Data Validation with Great Expectations¶

Data validation is a critical component of production ML pipelines. This page explains how we use Great Expectations to ensure data quality throughout the DataOps workflow.

What is Great Expectations?¶

Great Expectations is an open-source Python library for data validation, documentation, and profiling. It allows you to:

Define expectations (assertions about your data)
Validate data against those expectations
Generate data quality reports
Fail pipelines when data doesn't meet quality standards

Think of it as unit tests for your data.

Why Great Expectations?¶

Without data validation:

❌ Bad data silently enters your pipeline
❌ Model performance degrades mysteriously
❌ Debugging requires manual data inspection
❌ Data quality assumptions are undocumented

With Great Expectations:

✅ Bad data is caught immediately
✅ Pipeline fails fast with clear error messages
✅ Data quality checks are automated
✅ Expectations serve as executable documentation

How It Works¶

Great Expectations operates in three stages:

1. Define Expectations¶

Create a suite of expectations (validation rules) for your data:

# Example: Raw train data expectations
validator.expect_table_columns_to_match_set(
    column_set=["Store", "DayOfWeek", "Date", "Sales", "Customers", ...]
)

validator.expect_column_values_to_not_be_null(
    column="Store"
)

validator.expect_column_values_to_be_between(
    column="Sales",
    min_value=0,
    max_value=1000000
)

2. Run Validation¶

Execute expectations against your data:

python src/data/validate_data.py --stage raw --fail-on-error

3. Review Results¶

Get immediate feedback on data quality:

============================================================
Validating raw training data: data/raw/train.csv
============================================================
✓ PASSED
Total expectations: 13
Successful: 13
Failed: 0
Success rate: 100.0%

Our Validation Strategy¶

We validate data at three critical stages in the DataOps pipeline:

Stage 1: Raw Data Validation¶

Location: great_expectations/expectations/raw_train_suite.json

Purpose: Catch issues in incoming data before any processing

Key Expectations:

Expectation	What It Checks
`expect_table_columns_to_match_set`	All required columns are present
`expect_column_values_to_not_be_null`	Critical fields have no missing values
`expect_column_values_to_be_of_type`	Data types are correct (int, float, string)
`expect_column_values_to_be_between`	Numeric values are in valid ranges
`expect_column_values_to_be_in_set`	Categorical values match expected set

Example Expectations:

{
  "expectation_type": "expect_column_values_to_be_between",
  "kwargs": {
    "column": "Sales",
    "min_value": 0,
    "max_value": 1000000
  }
},
{
  "expectation_type": "expect_column_values_to_be_in_set",
  "kwargs": {
    "column": "DayOfWeek",
    "value_set": [1, 2, 3, 4, 5, 6, 7]
  }
}

Stage 2: Processed Data Validation¶

Location: great_expectations/expectations/processed_data_suite.json

Purpose: Verify processing didn't introduce errors

Additional Expectations:

Expectation	What It Checks
`expect_table_row_count_to_be_between`	No rows were lost during processing
`expect_column_values_to_not_be_null`	Processing didn't create unexpected nulls
`expect_column_mean_to_be_between`	Statistical properties remain reasonable

Stage 3: Feature Validation¶

Location: great_expectations/expectations/features_suite.json

Purpose: Ensure feature engineering produced valid features

Feature-Specific Expectations:

Expectation	What It Checks
`expect_column_values_to_not_contain_inf`	No infinite values from log transforms
`expect_column_values_to_not_be_null`	Features don't have unexpected NaN values
`expect_column_values_to_be_between`	Feature ranges are reasonable

Common Expectation Types¶

Great Expectations provides dozens of built-in expectations.

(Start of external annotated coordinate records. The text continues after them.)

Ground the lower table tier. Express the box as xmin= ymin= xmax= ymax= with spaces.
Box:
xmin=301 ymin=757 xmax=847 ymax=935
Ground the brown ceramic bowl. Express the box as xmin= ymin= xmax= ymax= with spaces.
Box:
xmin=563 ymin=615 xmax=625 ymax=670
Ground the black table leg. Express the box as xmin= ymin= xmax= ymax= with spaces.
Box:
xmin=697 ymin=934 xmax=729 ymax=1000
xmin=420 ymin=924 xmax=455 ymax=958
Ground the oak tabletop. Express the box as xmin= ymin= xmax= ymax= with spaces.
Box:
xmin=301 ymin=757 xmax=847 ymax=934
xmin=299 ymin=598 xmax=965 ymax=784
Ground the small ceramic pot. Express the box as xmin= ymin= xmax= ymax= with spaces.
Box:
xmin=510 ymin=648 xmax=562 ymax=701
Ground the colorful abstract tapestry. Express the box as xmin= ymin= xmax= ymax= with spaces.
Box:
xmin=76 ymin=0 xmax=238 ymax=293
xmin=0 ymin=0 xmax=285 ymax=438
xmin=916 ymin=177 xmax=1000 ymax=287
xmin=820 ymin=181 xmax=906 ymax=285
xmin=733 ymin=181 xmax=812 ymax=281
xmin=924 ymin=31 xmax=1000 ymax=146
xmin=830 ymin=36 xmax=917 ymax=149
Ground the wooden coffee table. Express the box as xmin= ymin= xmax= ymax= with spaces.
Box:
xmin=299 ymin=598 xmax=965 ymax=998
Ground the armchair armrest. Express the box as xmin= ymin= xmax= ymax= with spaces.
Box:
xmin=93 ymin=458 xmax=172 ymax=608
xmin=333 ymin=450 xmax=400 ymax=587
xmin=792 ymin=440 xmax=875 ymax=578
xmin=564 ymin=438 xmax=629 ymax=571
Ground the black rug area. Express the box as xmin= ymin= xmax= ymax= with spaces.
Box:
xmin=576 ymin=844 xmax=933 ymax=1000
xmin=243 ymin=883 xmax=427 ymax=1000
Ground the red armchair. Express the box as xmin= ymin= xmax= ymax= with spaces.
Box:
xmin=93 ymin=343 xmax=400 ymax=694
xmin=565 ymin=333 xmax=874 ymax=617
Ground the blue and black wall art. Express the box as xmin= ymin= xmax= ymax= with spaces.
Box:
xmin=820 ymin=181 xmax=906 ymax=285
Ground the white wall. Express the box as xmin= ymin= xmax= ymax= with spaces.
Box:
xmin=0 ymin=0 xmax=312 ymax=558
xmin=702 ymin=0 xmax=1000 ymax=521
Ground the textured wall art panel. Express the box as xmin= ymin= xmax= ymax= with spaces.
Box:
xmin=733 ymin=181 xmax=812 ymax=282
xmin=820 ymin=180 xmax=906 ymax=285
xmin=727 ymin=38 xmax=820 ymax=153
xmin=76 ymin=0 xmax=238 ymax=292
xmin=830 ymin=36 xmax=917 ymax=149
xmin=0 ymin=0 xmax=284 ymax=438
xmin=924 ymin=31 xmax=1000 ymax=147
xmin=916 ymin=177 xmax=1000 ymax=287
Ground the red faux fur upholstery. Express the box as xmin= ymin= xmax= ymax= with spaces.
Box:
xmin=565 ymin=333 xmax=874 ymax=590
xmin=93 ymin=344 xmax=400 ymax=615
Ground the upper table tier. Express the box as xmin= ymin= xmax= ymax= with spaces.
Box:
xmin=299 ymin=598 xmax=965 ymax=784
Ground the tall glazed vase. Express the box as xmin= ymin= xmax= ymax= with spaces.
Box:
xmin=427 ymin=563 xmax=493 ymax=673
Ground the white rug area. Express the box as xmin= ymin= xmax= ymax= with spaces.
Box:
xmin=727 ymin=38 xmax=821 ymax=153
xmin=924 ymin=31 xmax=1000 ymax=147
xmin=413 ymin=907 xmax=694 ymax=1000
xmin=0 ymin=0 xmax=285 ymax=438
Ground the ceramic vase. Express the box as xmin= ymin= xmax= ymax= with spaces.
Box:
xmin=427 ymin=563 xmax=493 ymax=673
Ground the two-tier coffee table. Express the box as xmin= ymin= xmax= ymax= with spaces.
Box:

Here are the most commonly used:

Schema Expectations¶

# Column presence
validator.expect_table_columns_to_match_set(
    column_set=["Store", "Date", "Sales"]
)

# Data types
validator.expect_column_values_to_be_of_type(
    column="Date",
    type_="datetime64[ns]"
)

# Unique values
validator.expect_column_values_to_be_unique(
    column="Store"
)

Value Range Expectations¶

# Numeric ranges
validator.expect_column_values_to_be_between(
    column="Sales",
    min_value=0,
    max_value=1000000
)

# Categorical sets
validator.expect_column_values_to_be_in_set(
    column="StateHoliday",
    value_set=["0", "a", "b", "c"]
)

# No nulls
validator.expect_column_values_to_not_be_null(
    column="Store"
)

Statistical Expectations¶

# Mean value
validator.expect_column_mean_to_be_between(
    column="Sales",
    min_value=5000,
    max_value=7000
)

# Standard deviation
validator.expect_column_stdev_to_be_between(
    column="Sales",
    min_value=3000,
    max_value=5000
)

# Quantile ranges
validator.expect_column_quantile_values_to_be_between(
    column="Sales",
    quantile_ranges={
        "quantiles": [0.5, 0.95],
        "value_ranges": [[5000, 7000], [15000, 20000]]
    }
)

Validation Workflow¶

Running Validations¶

Our validation script (src/data/validate_data.py) provides a unified interface:

# Validate raw data
python src/data/validate_data.py --stage raw --fail-on-error

# Validate processed data
python src/data/validate_data.py --stage processed --fail-on-error

# Validate features
python src/data/validate_data.py --stage features --fail-on-error

Key options:

--stage - Which validation suite to run (raw, processed, features)
--fail-on-error - Exit with error code if validation fails (recommended for CI/CD)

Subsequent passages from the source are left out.